LDAP 101: It’s A Database, Stupid
We’re doing an LDAP-for-authentication rollout at my day job – the sort of thing there are lots of docs about already. One of the things we’ve run into is the lack of a single, complete document describing the whole tool ecosystem, from what LDAP is and how it works all the way through to how to use it to authenticate users.
So I thought I’d write one.
This post will cover some introductory knowledge about LDAP. Subsequent posts will introduce some LDAP tools, go into more detail on the data stored in a directory and on the implementation of an authentication system.
“LDAP” is an extensive subject, and I’m not going to try to cover every aspect of it. (For that, see the links at the bottom of this post.) I’ll be demonstrating simple bind authentication, without SASL or Kerberos/GSSAPI, and I won’t be going into too much detail outside of users and groups.

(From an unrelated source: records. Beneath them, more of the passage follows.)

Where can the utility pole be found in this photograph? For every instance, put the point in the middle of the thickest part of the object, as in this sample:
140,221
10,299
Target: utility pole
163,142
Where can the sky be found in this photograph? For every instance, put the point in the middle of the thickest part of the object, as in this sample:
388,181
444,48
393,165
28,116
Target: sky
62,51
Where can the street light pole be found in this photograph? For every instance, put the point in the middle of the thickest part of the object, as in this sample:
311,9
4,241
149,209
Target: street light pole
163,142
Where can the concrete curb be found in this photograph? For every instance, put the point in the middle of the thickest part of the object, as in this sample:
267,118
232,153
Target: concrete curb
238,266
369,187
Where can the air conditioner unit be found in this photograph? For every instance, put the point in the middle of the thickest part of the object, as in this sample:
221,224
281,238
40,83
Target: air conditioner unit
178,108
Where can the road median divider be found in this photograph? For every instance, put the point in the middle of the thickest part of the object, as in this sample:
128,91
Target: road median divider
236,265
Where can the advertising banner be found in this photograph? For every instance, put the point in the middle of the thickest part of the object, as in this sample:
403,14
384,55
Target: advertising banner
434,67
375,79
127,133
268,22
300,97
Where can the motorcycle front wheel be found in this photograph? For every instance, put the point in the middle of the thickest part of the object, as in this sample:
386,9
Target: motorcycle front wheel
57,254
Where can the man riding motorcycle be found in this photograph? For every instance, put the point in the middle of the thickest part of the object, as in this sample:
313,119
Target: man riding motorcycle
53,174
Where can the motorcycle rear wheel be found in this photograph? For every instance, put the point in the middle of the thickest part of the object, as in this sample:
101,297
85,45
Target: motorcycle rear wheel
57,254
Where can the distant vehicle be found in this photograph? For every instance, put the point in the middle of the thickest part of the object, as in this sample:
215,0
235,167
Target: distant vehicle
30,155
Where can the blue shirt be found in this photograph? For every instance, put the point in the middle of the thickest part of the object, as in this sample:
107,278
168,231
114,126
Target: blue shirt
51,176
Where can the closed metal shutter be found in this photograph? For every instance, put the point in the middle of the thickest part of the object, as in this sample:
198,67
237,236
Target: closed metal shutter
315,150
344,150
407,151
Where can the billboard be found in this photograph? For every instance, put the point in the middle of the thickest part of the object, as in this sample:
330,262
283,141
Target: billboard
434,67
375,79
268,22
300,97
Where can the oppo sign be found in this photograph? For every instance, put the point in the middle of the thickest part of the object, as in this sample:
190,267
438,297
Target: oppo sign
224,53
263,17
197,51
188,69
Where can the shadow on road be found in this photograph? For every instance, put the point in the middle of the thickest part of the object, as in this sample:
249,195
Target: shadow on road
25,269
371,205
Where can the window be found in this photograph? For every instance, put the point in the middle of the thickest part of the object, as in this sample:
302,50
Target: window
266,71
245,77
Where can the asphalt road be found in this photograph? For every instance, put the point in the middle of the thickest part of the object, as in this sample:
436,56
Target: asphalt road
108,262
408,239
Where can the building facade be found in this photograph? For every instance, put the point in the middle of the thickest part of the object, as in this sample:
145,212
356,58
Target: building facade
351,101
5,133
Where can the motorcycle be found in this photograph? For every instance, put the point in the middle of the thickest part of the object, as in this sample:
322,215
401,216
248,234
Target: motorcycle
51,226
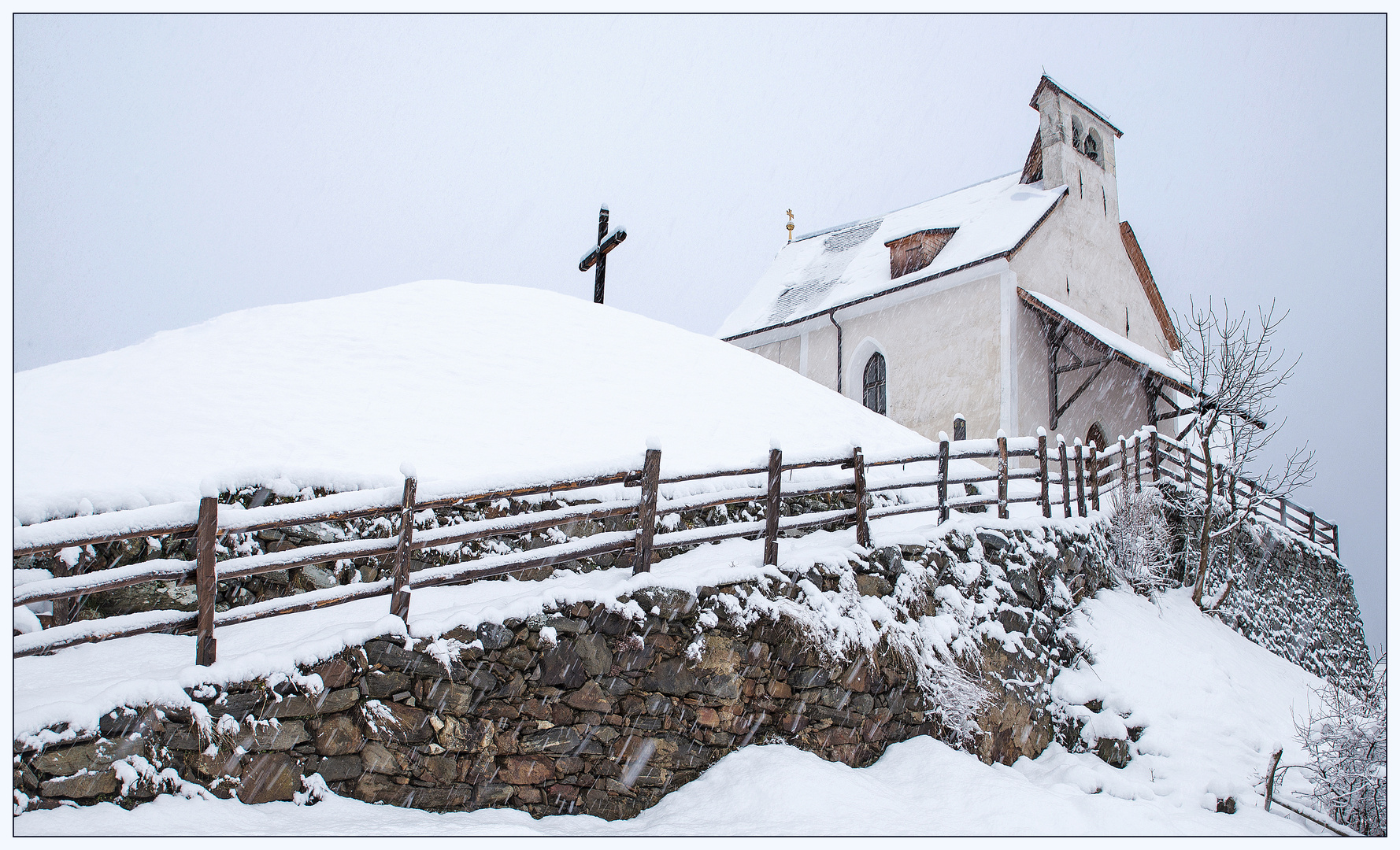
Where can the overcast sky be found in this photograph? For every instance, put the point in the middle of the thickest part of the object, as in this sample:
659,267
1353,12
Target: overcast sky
174,168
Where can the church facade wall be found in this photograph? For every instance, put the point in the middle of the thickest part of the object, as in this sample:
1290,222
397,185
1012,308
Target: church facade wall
943,355
1077,258
1115,399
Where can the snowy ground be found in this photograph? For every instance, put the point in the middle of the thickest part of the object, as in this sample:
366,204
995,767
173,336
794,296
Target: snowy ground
472,384
1213,704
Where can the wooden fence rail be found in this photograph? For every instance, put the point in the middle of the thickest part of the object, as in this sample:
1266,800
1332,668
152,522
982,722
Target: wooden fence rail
1084,476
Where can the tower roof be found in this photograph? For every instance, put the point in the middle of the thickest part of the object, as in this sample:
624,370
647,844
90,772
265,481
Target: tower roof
1047,83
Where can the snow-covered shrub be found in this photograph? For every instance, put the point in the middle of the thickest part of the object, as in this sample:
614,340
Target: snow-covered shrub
1344,738
1140,538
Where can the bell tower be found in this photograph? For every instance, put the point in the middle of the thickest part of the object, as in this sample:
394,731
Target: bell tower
1074,149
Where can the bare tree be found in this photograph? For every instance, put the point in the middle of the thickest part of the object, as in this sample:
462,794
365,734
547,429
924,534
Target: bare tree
1140,539
1235,370
1344,738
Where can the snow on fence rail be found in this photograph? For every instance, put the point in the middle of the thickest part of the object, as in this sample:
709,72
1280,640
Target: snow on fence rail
1072,476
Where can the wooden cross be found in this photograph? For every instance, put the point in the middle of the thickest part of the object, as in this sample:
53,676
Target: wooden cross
598,257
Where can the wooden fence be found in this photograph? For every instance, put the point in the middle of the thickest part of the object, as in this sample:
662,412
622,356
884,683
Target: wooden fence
1072,476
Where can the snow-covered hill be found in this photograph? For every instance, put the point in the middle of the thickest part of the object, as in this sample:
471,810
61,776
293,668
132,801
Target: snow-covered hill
465,381
1213,704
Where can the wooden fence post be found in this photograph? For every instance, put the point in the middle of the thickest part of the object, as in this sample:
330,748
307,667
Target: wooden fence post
1269,787
1065,478
1043,451
1078,478
1137,463
647,510
402,591
63,609
1002,468
775,504
943,476
1094,475
1155,454
206,580
1123,461
863,530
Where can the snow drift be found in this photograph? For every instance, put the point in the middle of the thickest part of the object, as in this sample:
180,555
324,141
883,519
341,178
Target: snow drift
465,381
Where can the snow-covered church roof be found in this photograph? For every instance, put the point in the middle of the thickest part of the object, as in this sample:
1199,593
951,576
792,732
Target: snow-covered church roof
850,262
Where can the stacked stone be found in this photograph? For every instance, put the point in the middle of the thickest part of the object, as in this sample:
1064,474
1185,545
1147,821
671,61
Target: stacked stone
584,710
1290,597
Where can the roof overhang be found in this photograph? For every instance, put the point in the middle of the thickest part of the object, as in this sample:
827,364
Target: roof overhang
1007,253
1101,338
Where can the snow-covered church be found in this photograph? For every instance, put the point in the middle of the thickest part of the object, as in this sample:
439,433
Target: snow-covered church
1020,301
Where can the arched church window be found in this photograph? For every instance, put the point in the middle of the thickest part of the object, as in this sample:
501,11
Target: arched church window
874,384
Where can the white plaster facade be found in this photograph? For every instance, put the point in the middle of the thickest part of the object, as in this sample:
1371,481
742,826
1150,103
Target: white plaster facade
958,336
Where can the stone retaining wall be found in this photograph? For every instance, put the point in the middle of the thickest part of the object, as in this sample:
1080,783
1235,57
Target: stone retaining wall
605,706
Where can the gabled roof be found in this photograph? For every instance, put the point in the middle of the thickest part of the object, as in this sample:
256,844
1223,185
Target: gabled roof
849,264
1120,346
1047,82
1154,294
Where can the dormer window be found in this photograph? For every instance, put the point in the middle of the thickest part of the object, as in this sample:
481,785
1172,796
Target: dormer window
916,251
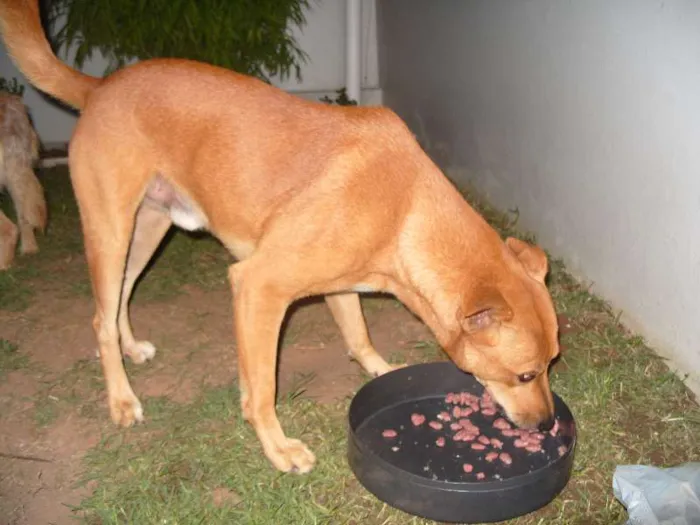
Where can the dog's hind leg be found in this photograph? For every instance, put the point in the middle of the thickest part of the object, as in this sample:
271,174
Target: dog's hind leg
8,241
152,223
107,218
347,312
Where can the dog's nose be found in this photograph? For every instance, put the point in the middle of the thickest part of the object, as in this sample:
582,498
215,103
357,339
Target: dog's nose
546,425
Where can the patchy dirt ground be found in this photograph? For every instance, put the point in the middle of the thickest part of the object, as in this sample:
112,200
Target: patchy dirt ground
53,410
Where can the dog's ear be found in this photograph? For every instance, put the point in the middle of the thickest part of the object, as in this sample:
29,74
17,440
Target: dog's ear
531,257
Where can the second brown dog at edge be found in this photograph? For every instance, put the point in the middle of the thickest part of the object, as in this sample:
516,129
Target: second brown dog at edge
311,199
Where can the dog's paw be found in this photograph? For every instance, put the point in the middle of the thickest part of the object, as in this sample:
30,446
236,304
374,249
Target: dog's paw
293,456
140,352
125,409
28,247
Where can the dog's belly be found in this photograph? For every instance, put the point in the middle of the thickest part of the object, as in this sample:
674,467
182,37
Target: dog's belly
181,209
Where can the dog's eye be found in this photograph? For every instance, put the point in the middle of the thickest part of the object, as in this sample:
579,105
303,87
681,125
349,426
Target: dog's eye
527,377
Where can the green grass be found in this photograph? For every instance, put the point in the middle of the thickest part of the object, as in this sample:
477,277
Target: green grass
628,406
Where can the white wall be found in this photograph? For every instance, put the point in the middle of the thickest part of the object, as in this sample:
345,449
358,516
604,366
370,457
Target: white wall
323,39
583,115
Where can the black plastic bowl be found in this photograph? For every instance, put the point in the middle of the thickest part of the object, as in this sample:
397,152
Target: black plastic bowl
410,472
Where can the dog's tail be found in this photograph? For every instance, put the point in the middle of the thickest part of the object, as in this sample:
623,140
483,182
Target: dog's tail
30,50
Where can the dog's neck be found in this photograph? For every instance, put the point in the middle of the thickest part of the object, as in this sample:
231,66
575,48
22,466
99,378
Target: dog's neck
448,261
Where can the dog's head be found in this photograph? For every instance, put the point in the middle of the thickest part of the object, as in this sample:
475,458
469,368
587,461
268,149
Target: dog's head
508,336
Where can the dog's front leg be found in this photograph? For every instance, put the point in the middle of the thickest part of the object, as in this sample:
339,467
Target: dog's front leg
259,307
8,241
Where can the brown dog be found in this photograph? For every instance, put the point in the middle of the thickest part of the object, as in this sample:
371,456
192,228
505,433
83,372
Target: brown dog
312,199
19,149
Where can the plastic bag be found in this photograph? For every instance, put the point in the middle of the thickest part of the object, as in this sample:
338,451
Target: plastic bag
656,496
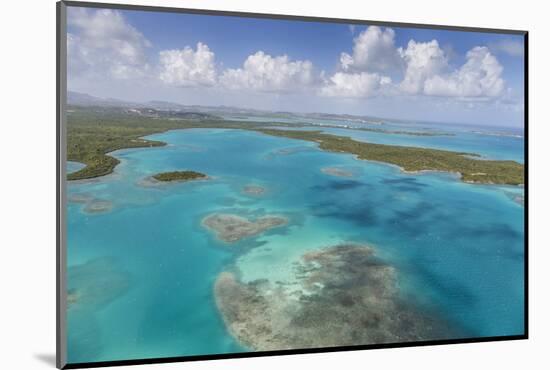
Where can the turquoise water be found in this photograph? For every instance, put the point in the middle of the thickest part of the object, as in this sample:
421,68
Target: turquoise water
458,248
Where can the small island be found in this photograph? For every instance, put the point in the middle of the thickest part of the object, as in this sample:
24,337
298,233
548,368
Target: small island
179,176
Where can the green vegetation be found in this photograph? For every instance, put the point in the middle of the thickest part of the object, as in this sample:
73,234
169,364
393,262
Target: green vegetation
93,133
179,176
415,159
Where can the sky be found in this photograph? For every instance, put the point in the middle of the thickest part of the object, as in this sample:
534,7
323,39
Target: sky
297,66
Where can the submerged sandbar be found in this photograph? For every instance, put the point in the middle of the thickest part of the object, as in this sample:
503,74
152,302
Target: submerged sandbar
255,190
231,228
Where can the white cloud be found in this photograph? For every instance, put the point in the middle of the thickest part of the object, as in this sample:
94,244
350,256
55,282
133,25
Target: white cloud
354,85
479,77
423,60
262,72
373,51
188,68
102,44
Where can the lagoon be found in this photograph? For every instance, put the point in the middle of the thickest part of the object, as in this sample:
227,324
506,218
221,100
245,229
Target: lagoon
457,248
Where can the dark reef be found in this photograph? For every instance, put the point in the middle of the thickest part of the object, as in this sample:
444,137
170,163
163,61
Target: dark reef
344,296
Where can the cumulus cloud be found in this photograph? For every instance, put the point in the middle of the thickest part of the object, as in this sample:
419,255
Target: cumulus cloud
188,67
103,43
373,51
354,85
423,60
479,77
263,72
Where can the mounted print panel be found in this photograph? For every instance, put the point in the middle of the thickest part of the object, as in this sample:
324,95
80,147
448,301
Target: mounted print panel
237,184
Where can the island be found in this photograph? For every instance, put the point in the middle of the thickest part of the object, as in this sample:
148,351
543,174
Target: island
179,176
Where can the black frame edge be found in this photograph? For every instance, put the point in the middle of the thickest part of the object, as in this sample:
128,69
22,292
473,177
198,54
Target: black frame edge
61,104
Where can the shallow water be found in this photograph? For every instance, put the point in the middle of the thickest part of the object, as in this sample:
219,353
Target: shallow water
458,248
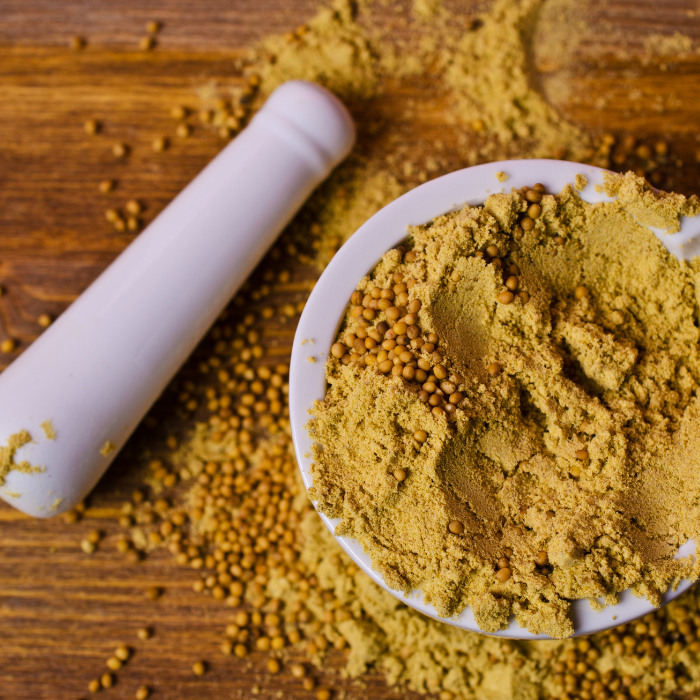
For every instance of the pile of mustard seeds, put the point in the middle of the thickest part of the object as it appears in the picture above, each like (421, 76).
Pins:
(217, 461)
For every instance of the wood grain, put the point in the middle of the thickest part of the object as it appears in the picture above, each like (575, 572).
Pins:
(62, 612)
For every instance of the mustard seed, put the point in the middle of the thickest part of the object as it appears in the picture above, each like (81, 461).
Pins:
(298, 670)
(506, 297)
(512, 283)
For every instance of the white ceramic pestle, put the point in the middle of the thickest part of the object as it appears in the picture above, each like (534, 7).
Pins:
(329, 299)
(95, 372)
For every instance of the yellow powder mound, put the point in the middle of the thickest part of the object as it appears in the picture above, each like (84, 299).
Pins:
(566, 463)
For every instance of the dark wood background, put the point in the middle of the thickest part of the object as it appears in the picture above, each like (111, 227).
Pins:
(61, 612)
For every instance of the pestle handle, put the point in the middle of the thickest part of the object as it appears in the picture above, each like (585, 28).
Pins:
(97, 370)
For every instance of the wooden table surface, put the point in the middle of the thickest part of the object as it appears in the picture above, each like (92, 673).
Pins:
(61, 612)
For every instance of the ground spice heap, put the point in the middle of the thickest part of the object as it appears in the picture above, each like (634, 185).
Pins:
(511, 419)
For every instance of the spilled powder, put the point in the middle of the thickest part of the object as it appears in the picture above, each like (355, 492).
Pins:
(583, 446)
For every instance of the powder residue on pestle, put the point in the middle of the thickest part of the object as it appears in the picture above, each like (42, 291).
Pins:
(7, 456)
(569, 466)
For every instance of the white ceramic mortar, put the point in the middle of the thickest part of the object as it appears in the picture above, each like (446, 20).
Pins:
(317, 331)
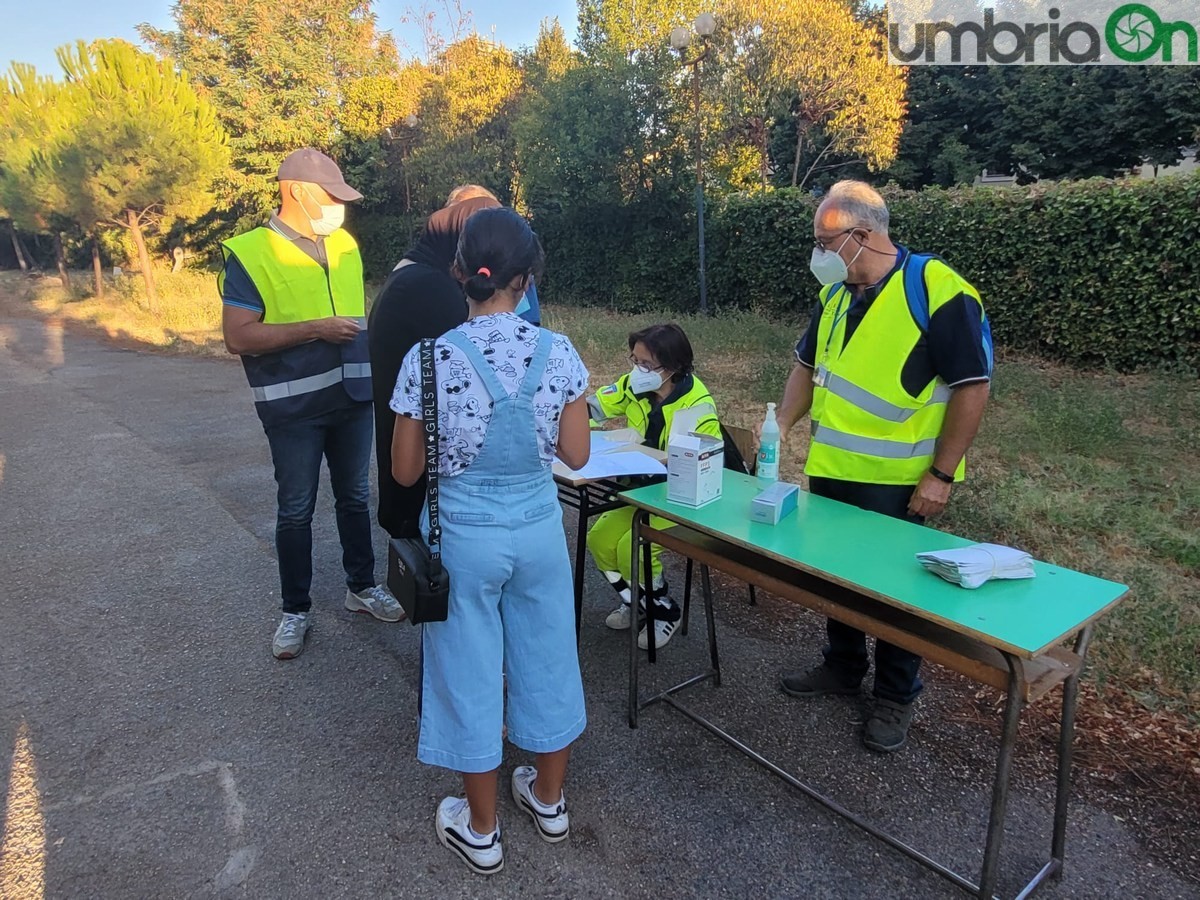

In particular, I won’t be covering too much history, and I won’t be covering ActiveDirectory (the other widely-deployed authentication and directory service built on LDAP).
LDIF
I’ll be using LDIF to describe LDAP data throughout this series. Don’t worry about the details too hard for now; I’ll cover it in more detail later on. For now, all you’ll need to understand is how attributes and objects will appear in simple common cases.
It’s A Database, Stupid
LDAP is a protocol and a data model for providing access to a hierarchal (tree-shaped) database. The database itself is normally referred to as a “directory” (hence the name), a bit of nomenclature inherited from its predecessor, X.500, populated with objects that are bundles of attributes. LDAP supports direct lookup of an object by name, searches through subtrees or through the whole directory for objects matching a sophisticated pattern language, atomic updates to part of or all of individual objects, and network federation.
Attributes
LDAP’s data model is built on top of attributes. Attributes form the basis of object names, store data for user applications, and store data maintained by and for the directory service itself.
Each attribute has a name and a value. Some attributes can appear multiple times in the same object; others can appear only once.
Attributes are written in LDIF at the start of line. The attribute name appears first, followed by a colon, followed by the attribute value. Attributes can span multiple lines; a line that begins with whitespace is assumed to be a continuation of the preceeding line’s attribute value.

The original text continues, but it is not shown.